The standard oracle draws a hexagram and delivers the classical Wilhelm text. This "tarot" variant goes further: the AI connects the hexagram to your concrete question and contextualizes the answer — much as a 3-card tarot reading is more than three isolated card meanings. If you are questioning the I Ching about a life situation, this version is often more helpful; if you only want to study the classical text, the standard variant is purer.
Should I throw coins or use the app?
Both are legitimate. The classical method (three coins, six tosses) is more meditative and connects you physically to the act. The app is faster and uses cryptographic randomness, statistically identical to coin tosses. If you understand the I Ching as a spiritual practice, real coins are worth it (or, traditionally, the 50 yarrow stalks). For a question on the fly, the app is fine. Both methods produce the same hexagram pool.
Why did C.G. Jung value the I Ching so highly?
Jung saw in the I Ching the best practical demonstration of his concept of synchronicity — meaningful coincidences that are not causally linked but inwardly connected. When you ask a question and a hexagram falls that exactly describes your situation, that is, in Jung's view, no coincidence in the trivial sense, but a manifestation of an order that mediates between inner and outer world. This perspective allows a modern, secular approach to the I Ching — as a psychological tool, not necessarily as fortune-telling.
If I do not know Chinese, do I lose the depth?
Somewhat, yes. The Chinese hexagram names carry connotations that shrink in translation — Qian is not only "the Creative" but also "Dragon, Father, Heaven, Movement". Even so, the Wilhelm translation is exceptionally good — he worked on it for decades with Chinese scholars. For 95 percent of practical inquiry, the English text is fully sufficient. If you want to dive deeper, there are modern translations (Stephen Karcher, Hellmut Wilhelm) and Chinese original texts with commentary.

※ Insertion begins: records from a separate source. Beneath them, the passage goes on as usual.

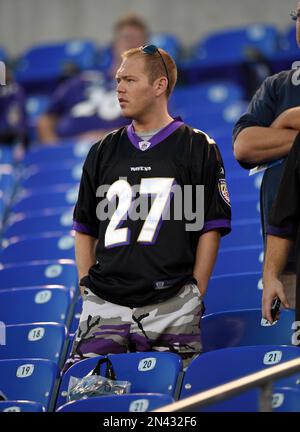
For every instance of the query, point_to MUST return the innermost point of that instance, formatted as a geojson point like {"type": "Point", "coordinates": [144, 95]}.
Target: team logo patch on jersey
{"type": "Point", "coordinates": [224, 191]}
{"type": "Point", "coordinates": [144, 145]}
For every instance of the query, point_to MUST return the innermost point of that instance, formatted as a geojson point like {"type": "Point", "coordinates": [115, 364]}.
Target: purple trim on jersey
{"type": "Point", "coordinates": [83, 228]}
{"type": "Point", "coordinates": [285, 231]}
{"type": "Point", "coordinates": [216, 225]}
{"type": "Point", "coordinates": [158, 137]}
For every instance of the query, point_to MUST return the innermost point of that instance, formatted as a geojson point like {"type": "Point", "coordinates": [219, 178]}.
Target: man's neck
{"type": "Point", "coordinates": [152, 123]}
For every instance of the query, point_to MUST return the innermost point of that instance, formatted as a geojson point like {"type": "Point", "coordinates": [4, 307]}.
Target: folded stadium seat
{"type": "Point", "coordinates": [7, 181]}
{"type": "Point", "coordinates": [41, 176]}
{"type": "Point", "coordinates": [6, 154]}
{"type": "Point", "coordinates": [245, 206]}
{"type": "Point", "coordinates": [53, 221]}
{"type": "Point", "coordinates": [244, 233]}
{"type": "Point", "coordinates": [76, 315]}
{"type": "Point", "coordinates": [211, 95]}
{"type": "Point", "coordinates": [20, 406]}
{"type": "Point", "coordinates": [30, 380]}
{"type": "Point", "coordinates": [206, 119]}
{"type": "Point", "coordinates": [38, 248]}
{"type": "Point", "coordinates": [68, 149]}
{"type": "Point", "coordinates": [221, 55]}
{"type": "Point", "coordinates": [35, 340]}
{"type": "Point", "coordinates": [218, 367]}
{"type": "Point", "coordinates": [60, 272]}
{"type": "Point", "coordinates": [287, 53]}
{"type": "Point", "coordinates": [36, 201]}
{"type": "Point", "coordinates": [42, 66]}
{"type": "Point", "coordinates": [239, 260]}
{"type": "Point", "coordinates": [153, 372]}
{"type": "Point", "coordinates": [168, 42]}
{"type": "Point", "coordinates": [36, 105]}
{"type": "Point", "coordinates": [233, 291]}
{"type": "Point", "coordinates": [124, 403]}
{"type": "Point", "coordinates": [245, 328]}
{"type": "Point", "coordinates": [49, 303]}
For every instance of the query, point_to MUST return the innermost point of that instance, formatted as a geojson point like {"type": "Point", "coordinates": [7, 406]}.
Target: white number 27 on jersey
{"type": "Point", "coordinates": [160, 187]}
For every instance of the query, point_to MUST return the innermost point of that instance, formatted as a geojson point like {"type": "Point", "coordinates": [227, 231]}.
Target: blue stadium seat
{"type": "Point", "coordinates": [76, 316]}
{"type": "Point", "coordinates": [212, 95]}
{"type": "Point", "coordinates": [244, 233]}
{"type": "Point", "coordinates": [206, 120]}
{"type": "Point", "coordinates": [221, 54]}
{"type": "Point", "coordinates": [41, 176]}
{"type": "Point", "coordinates": [6, 154]}
{"type": "Point", "coordinates": [38, 248]}
{"type": "Point", "coordinates": [59, 197]}
{"type": "Point", "coordinates": [168, 42]}
{"type": "Point", "coordinates": [36, 105]}
{"type": "Point", "coordinates": [218, 367]}
{"type": "Point", "coordinates": [239, 260]}
{"type": "Point", "coordinates": [288, 53]}
{"type": "Point", "coordinates": [233, 291]}
{"type": "Point", "coordinates": [37, 340]}
{"type": "Point", "coordinates": [63, 150]}
{"type": "Point", "coordinates": [54, 221]}
{"type": "Point", "coordinates": [124, 403]}
{"type": "Point", "coordinates": [61, 272]}
{"type": "Point", "coordinates": [49, 303]}
{"type": "Point", "coordinates": [154, 372]}
{"type": "Point", "coordinates": [245, 327]}
{"type": "Point", "coordinates": [245, 206]}
{"type": "Point", "coordinates": [42, 66]}
{"type": "Point", "coordinates": [29, 379]}
{"type": "Point", "coordinates": [20, 406]}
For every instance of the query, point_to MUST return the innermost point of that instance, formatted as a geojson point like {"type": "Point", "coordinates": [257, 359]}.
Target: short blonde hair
{"type": "Point", "coordinates": [156, 66]}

Can the I Ching answer wrongly?
Rather: one can misunderstand the I Ching. Classical teaching holds that the book always answers correctly — only the interpretation can be flawed. Common mistakes: taking the answer literally instead of symbolically ("travel" as actual travel, not as life movement); rejecting the answer because it is uncomfortable; phrasing the question so vaguely that any answer fits. The I Ching is a precise tool that asks for precise questions. Those who consult it with respect almost always get a substantial answer.